Ligand binding and thermodynamic stability of a multidomain protein, calmodulin

LAURA MASINO; STEPHEN R. MARTIN; PETER M. BAYLEY

doi:10.1110/ps.9.8.1519

Abstract

Chemical and thermal denaturation of calmodulin has been monitored spectroscopically to determine the stability for the intact protein and its two isolated domains as a function of binding of Ca2+ or Mg2+. The reversible urea unfolding of either isolated apo-domain follows a two-state mechanism with relatively low ΔG°20 values of ∼2.7 (N-domain) and ∼1.9 kcal/mol (C-domain). The apo-C-domain is significantly unfolded at normal temperatures (20–25 °C). The greater affinity of the C-domain for Ca2+ causes it to be more stable than the N-domain at [Ca2+] ≥0.3 mM. By contrast, Mg2+ causes a greater stabilization of the N- rather than the C-domain, consistent with measured Mg2+ affinities.

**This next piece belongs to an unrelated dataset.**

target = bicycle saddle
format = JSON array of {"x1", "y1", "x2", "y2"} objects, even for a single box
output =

For the intact protein (±Ca2+), the bimodal denaturation profiles can be analyzed to give two ΔG°20 values, which differ significantly from those of the isolated domains, with one domain being less stable and one domain more stable. The observed stability of the domains is strongly dependent on solution conditions such as ionic strength, as well as specific effects due to metal ion binding. In the intact protein, different folding intermediates are observed, depending on the ionic composition. The results illustrate that a protein of low intrinsic stability is liable to major perturbation of its unfolding properties by environmental conditions and liganding processes and, by extension, mutation. Hence, the observed stability of an isolated domain may differ significantly from the stability of the same structure in a multidomain protein. These results address questions involved in manipulating the stability of a protein or its domains by site directed mutagenesis and protein engineering.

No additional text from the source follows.